If the markers aren’t found (legacy projects, hand-written files, or markers accidentally deleted), the generator does not edit the file. It prints the snippet you would need to paste in instead, so nothing gets corrupted.

Holds the navigation enum.

Infrastructure/Routing/Route.swift
enum Route: Hashable {
// MARK: - Cases (auto-generated)
case home
case movieList
case movieDetail
// MARK: - End auto-generated
// your hand-written cases (with parameters, etc.) go here
case settings(tab: SettingsTab)
}

Cases inside the marker region are kept sorted alphabetically. Cases you write outside are untouched.

Affected by:

  • generate screen <Name> (unless --no-route)
  • generate route <name>
  • recipe crud <Resource>
  • generate feature --screens <names>

Exit code if markers are missing: 7 (routeMarkersMissing).

The root NavigationStack switches on Route to choose a view.

App/RootView.swift
struct RootView: View {
@State private var router = Router()
var body: some View {
NavigationStack(path: $router.path) {
HelloView()
.navigationDestination(for: Route.self) { route in
switch route {
// MARK: - Routes (auto-generated)
case .home: HomeView()
case .movieList: MovieListView()
case .movieDetail: MovieDetailView()
// MARK: - End auto-generated
// hand-written destinations (with parameters) go here
case .settings(let tab): SettingsView(tab: tab)
}
}
}
}
}

Affected by the same commands as Route.swift.

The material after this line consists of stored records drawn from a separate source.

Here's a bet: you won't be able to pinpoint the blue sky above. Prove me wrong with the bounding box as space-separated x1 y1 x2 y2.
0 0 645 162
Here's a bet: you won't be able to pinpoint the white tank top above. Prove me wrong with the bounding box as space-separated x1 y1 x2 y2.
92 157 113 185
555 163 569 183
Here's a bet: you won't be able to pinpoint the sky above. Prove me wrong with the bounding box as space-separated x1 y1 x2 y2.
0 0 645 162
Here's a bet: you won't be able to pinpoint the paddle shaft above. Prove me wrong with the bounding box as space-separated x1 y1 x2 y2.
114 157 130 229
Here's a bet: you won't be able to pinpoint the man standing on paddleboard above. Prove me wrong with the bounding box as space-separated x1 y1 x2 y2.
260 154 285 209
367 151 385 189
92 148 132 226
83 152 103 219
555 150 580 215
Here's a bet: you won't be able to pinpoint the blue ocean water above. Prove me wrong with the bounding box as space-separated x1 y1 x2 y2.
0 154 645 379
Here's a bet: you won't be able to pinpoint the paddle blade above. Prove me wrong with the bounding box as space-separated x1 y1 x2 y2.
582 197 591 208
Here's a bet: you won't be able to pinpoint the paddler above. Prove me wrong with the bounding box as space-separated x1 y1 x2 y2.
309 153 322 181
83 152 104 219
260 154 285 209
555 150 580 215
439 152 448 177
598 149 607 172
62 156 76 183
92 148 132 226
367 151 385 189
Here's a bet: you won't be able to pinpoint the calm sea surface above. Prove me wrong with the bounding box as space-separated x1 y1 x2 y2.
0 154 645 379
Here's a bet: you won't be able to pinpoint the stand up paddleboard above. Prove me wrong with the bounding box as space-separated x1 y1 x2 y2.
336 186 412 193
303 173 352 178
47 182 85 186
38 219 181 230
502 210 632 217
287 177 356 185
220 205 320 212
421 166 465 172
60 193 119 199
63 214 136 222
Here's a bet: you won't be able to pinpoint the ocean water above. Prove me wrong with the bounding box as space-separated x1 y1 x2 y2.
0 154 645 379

A Factory Container extension where service factories live.

App/DIContainer.swift
extension Container {
// MARK: - Service Factories (auto-generated)
var movieService: Factory<MovieService> { self { MovieServiceImpl() } }
var userService: Factory<UserService> { self { UserServiceImpl() } }
// MARK: - End auto-generated
// your hand-tuned factories (with .singleton scope, custom args, etc.) go here
var analytics: Factory<Analytics> { self { Analytics(env: .production) }.singleton }
}

Affected by:

  • generate service <Name>
  • generate screen <Name> --uses <services>
  • recipe crud <Resource>
  • generate feature --service <name>

The SPM manifest. Dependencies for OpenAPI clients are added here.

Package.swift
let package = Package(
name: "MyApp",
dependencies: [
// MARK: - Dependencies (auto-generated)
.package(url: "https://github.com/hmlongco/Factory.git", from: "2.4.0"),
.package(url: "https://github.com/apple/swift-openapi-generator.git", from: "1.0.0"),
// MARK: - End auto-generated
],
// ...
)

Affected by:

  • generate api

Exit code if markers are missing: 16 (packageMarkersMissing).

If you accidentally delete a marker pair, the affected generators will start printing snippets instead of editing. To restore:

  1. Open the file.
  2. Add the marker pair back at the right location (see the four examples above).
  3. Re-run the generator.

There’s no swiftspawn fix-markers today; manual restoration is the workflow.

Why markers and not full-file regeneration

Section titled “Why markers and not full-file regeneration”

Some scaffolders regenerate entire files from templates whenever you add something. That’s fast for greenfield projects but loses any custom code the moment you write some. The marker contract is a deliberate trade: the CLI stays in its lane, and your code stays yours.